At dawn on the 25th of June 1950, the Korean War broke out. More than a million South Koreans died. Now, almost seventy years later, the full extent of the atrocities committed during the war remain unknown. But there are bones in the ground that can reveal what really happened.
In 2005, a South Korean government-appointed Truth and Reconciliation Commission (a.k.a. TRC) uncovered 168 massacres that happened during the Korean War. More than nine thousand family members have asked for help in finding the remains of their loved ones. But by 2010, the commission was shut down. The conservative party, the military, and the police who were highly involved in these massacres feared the investigations were being exploited for the opposition’s political benefit.
Accounts of the massacres point to both South Korean and American soldiers. But so far no one has been held accountable. Haunted by the unsolved murders and gripped by their civic responsibility to accurately record history, these former investigators and the bereaved families restarted a project at various areas to uncover the truth on their own.

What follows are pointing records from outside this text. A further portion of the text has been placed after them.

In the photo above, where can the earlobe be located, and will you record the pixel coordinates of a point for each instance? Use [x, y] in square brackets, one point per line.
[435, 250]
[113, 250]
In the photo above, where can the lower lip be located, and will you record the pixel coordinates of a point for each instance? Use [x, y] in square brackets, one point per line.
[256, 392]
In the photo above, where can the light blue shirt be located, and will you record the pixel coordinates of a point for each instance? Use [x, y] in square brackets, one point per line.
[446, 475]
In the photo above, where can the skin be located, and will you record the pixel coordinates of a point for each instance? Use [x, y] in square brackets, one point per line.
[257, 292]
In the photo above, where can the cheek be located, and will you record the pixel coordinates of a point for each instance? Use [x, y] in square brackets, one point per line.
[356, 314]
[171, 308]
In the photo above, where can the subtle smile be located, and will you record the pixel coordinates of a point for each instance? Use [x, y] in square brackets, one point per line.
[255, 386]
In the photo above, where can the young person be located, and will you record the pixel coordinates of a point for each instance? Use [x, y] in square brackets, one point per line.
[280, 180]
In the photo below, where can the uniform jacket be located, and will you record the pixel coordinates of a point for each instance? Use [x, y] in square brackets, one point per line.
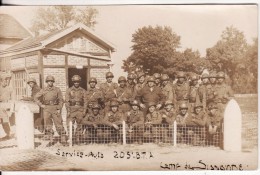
[75, 95]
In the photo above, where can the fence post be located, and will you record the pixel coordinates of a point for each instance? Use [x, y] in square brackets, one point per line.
[70, 134]
[232, 127]
[24, 127]
[124, 133]
[174, 133]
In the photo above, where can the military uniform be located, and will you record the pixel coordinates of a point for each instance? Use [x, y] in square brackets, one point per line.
[53, 101]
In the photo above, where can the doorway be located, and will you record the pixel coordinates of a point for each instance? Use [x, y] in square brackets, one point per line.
[82, 73]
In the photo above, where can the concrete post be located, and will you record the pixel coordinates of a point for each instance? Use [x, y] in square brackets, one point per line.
[24, 127]
[232, 127]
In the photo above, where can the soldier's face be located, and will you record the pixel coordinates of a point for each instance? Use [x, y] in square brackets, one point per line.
[168, 107]
[76, 84]
[151, 84]
[50, 83]
[95, 111]
[151, 109]
[141, 79]
[205, 80]
[135, 108]
[92, 84]
[197, 110]
[114, 108]
[183, 111]
[122, 84]
[109, 79]
[31, 84]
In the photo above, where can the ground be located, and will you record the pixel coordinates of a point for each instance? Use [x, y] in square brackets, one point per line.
[140, 157]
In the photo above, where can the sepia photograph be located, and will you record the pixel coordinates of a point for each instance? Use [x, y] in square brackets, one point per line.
[129, 87]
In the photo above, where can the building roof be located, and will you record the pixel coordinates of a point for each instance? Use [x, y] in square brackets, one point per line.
[42, 41]
[11, 28]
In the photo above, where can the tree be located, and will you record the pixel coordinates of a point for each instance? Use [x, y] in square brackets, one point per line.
[51, 18]
[154, 49]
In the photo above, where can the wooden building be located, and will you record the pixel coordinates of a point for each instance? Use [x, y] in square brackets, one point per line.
[64, 53]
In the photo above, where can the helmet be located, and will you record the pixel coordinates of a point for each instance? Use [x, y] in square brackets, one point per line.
[131, 76]
[221, 75]
[122, 78]
[181, 75]
[140, 74]
[96, 106]
[76, 78]
[183, 106]
[135, 103]
[31, 80]
[194, 77]
[204, 75]
[168, 102]
[92, 79]
[151, 79]
[50, 78]
[114, 103]
[157, 75]
[151, 104]
[164, 77]
[109, 75]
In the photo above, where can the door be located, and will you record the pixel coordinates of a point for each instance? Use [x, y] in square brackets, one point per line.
[82, 73]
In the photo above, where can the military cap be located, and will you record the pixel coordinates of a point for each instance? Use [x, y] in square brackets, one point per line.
[92, 79]
[121, 78]
[157, 75]
[114, 103]
[151, 79]
[76, 78]
[31, 79]
[135, 103]
[221, 75]
[96, 106]
[165, 77]
[50, 78]
[183, 106]
[109, 75]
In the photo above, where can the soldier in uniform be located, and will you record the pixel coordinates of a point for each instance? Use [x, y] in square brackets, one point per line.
[166, 87]
[76, 105]
[223, 92]
[134, 122]
[213, 124]
[38, 120]
[180, 89]
[94, 95]
[5, 96]
[91, 124]
[124, 95]
[152, 120]
[157, 77]
[109, 90]
[150, 93]
[114, 119]
[51, 101]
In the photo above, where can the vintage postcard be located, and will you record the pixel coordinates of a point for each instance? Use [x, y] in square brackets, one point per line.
[129, 87]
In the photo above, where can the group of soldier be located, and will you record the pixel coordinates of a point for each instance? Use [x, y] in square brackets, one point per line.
[142, 101]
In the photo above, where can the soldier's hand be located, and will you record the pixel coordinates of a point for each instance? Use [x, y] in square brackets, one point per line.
[142, 105]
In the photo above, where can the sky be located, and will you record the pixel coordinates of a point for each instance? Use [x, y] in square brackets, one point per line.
[199, 26]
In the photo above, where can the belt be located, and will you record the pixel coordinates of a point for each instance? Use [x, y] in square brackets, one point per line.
[51, 102]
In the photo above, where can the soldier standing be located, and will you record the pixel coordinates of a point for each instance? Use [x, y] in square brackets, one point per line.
[135, 121]
[94, 95]
[180, 89]
[223, 92]
[51, 103]
[109, 90]
[76, 105]
[5, 96]
[124, 95]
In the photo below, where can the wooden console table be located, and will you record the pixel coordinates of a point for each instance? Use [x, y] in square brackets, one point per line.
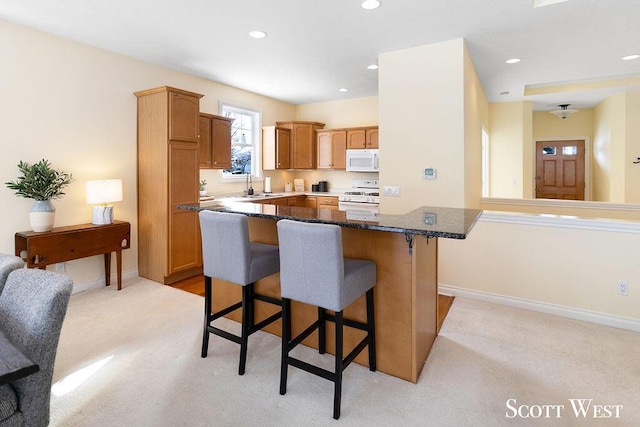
[75, 241]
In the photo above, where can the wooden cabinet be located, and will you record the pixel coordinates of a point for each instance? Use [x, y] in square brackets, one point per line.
[215, 141]
[311, 202]
[169, 246]
[276, 148]
[327, 202]
[303, 143]
[332, 149]
[366, 137]
[371, 137]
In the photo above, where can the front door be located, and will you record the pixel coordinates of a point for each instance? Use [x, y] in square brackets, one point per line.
[560, 170]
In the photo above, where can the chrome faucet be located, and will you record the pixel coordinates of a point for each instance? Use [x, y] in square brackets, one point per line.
[249, 189]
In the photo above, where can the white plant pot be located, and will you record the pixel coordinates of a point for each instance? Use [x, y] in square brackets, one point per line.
[42, 215]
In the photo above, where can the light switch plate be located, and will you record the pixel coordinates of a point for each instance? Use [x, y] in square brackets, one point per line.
[429, 173]
[391, 190]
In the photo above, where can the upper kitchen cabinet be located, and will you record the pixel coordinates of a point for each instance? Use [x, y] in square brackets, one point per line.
[332, 146]
[183, 116]
[304, 150]
[169, 247]
[215, 141]
[366, 137]
[276, 148]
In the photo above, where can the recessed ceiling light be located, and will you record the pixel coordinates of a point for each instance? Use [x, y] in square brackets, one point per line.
[370, 4]
[257, 34]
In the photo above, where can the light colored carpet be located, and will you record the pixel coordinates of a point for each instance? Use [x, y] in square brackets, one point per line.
[139, 350]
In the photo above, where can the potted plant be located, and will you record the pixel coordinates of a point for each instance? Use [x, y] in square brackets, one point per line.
[203, 188]
[42, 183]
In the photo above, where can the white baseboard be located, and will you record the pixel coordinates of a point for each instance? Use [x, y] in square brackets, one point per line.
[620, 322]
[81, 287]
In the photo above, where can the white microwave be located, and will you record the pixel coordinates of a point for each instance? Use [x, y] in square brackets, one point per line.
[363, 160]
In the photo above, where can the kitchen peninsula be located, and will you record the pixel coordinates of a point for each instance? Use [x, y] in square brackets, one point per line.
[405, 250]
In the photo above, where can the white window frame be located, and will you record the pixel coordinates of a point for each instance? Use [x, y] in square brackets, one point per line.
[256, 156]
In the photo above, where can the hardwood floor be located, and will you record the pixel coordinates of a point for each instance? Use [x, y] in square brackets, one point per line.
[195, 285]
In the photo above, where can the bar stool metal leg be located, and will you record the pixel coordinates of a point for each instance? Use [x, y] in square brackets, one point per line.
[322, 331]
[207, 316]
[371, 331]
[337, 393]
[286, 337]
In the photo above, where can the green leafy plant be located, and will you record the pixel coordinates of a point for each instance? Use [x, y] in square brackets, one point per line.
[39, 181]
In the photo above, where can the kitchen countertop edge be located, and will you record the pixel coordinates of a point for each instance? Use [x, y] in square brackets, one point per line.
[451, 223]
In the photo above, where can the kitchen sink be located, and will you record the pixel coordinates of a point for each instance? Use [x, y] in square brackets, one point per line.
[261, 195]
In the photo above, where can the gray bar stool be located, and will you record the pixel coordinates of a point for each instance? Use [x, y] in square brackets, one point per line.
[228, 255]
[313, 271]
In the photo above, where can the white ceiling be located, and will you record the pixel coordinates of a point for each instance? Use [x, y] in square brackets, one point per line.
[314, 48]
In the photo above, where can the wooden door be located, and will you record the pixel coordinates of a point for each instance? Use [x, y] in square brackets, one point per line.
[356, 138]
[560, 170]
[372, 138]
[324, 150]
[205, 142]
[184, 117]
[283, 148]
[339, 149]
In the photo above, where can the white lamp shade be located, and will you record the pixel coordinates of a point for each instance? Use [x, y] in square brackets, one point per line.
[104, 191]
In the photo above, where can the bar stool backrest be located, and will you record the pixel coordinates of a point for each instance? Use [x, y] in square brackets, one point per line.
[226, 251]
[312, 264]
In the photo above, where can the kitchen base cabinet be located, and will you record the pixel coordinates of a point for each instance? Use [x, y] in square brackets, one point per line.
[327, 202]
[169, 246]
[332, 149]
[362, 138]
[405, 297]
[311, 202]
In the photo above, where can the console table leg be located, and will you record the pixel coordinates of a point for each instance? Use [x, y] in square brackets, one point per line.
[119, 268]
[107, 268]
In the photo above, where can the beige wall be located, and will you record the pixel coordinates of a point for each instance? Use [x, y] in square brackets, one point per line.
[422, 119]
[632, 148]
[508, 133]
[476, 117]
[576, 268]
[74, 105]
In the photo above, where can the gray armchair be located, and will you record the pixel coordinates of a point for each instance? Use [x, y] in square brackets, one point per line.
[32, 308]
[8, 263]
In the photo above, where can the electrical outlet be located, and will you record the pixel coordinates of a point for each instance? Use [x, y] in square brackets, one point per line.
[391, 190]
[623, 287]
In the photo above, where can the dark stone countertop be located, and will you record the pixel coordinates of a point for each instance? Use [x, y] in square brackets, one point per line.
[451, 223]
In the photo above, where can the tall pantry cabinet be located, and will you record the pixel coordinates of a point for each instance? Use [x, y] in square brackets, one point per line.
[168, 174]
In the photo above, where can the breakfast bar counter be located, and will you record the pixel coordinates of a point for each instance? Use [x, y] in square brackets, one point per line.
[405, 250]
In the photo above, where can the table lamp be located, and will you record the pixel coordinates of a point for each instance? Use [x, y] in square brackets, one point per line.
[101, 193]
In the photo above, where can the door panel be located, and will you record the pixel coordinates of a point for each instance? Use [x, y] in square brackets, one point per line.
[560, 169]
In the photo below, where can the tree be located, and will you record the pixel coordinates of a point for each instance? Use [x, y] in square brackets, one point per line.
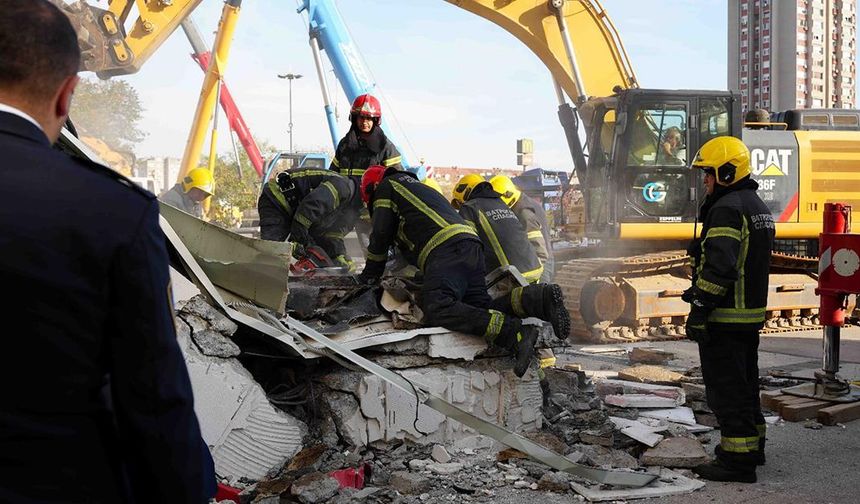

As they dug into the ground, scorched black soil spilled out. Beneath the soil laid bones. Mostly women, the elderly and children. What really happened? Can we have peace without confronting the truth of the past? Using in verite style and archive footage, 206 Unearthed focuses on the recovery operation of the massacre site while examining how we as humans keep record, collectively remember, and sometimes willfully forget our own history.